Roses are red.
Violets are blue.
Poetry on Demand
WHEN — 4-7 p.m. today
WHERE — Between Oscar’s Cafe and Mary Tait’s design shop on White Street in Eureka Springs
COST — $3 donation per poem
INFO — 253-7444 or writerscolony.org
BONUS — Among the poets scheduled to be on hand are Joanie Roberts from Village on the Lakes Writers and Poets in Bella Vista; Cyndi Peterson from Mountain Home; poet and editor Mary Meriam; and writer and poet Kate Lucariello.
Poets paint words.
They're artists, too.
At least, that's the idea Linda Caldwell, director of the Writers Colony at Dairy Hollow, pitched to White Street Walk organizers three years ago. She had learned about the trend of "poetry on demand," and she suggested local poets break out their typewriters and get busy.

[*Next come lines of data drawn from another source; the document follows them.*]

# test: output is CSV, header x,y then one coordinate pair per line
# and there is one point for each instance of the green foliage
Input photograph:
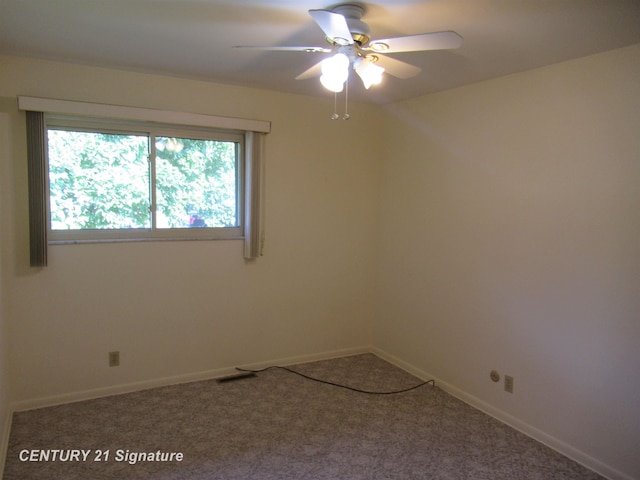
x,y
102,181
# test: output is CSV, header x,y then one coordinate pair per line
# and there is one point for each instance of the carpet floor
x,y
279,425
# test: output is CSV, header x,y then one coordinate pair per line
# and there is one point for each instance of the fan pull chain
x,y
335,115
346,115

It turned into an entertaining evening for everyone involved.
Like a cartoonist who might create a caricature, poets will wait poised for White Street walkers to approach. For $3, a "customer" will get an original poem, composed on the spot and based on information shared with the poet. "Or," Caldwell says, "you can ask for a poem about fairies. Or zombies. Or anything at all.
"We've had people brought to tears," she adds. "It really is wonderful."

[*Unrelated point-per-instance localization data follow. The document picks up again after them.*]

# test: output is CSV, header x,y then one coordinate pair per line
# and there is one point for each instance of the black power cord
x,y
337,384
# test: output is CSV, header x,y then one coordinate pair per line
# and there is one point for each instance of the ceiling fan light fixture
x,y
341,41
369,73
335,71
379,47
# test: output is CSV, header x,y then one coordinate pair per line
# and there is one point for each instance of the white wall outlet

The donations, which will go back to the Writers Colony, might total $100, she adds, laughing, but that's not the point.
"First, we want people to think of writing as an art -- because it is," she says. "Second, we're always trying to do community outreach, because a surprising number of people don't know we're here or what we do."
Celebrating its 20th anniversary in 2020, the Writers Colony was born on the grounds of Dairy Hollow House, a country inn and restaurant operated from 1980 to 1998 by author and entrepreneur Crescent Dragonwagon and her husband, Ned Shank, who died in 2000. As a writers' residency retreat, the Writers Colony at Dairy Hollow hosts as many as eight authors at a time for stays of one week up to three months. During that time, says Caldwell, "we take care of them, nurture them and protect their privacy so they can focus on their writing."
"We serve dinner five nights a week -- that's their time for networking and social time -- keep the kitchen stocked and let them work," Caldwell says. "I'm more or less a concierge if I need to be."
Over the years, she says, writers have come from as far away as England and Barbados, although most are American.
"This is just a fun way to remind people we're here."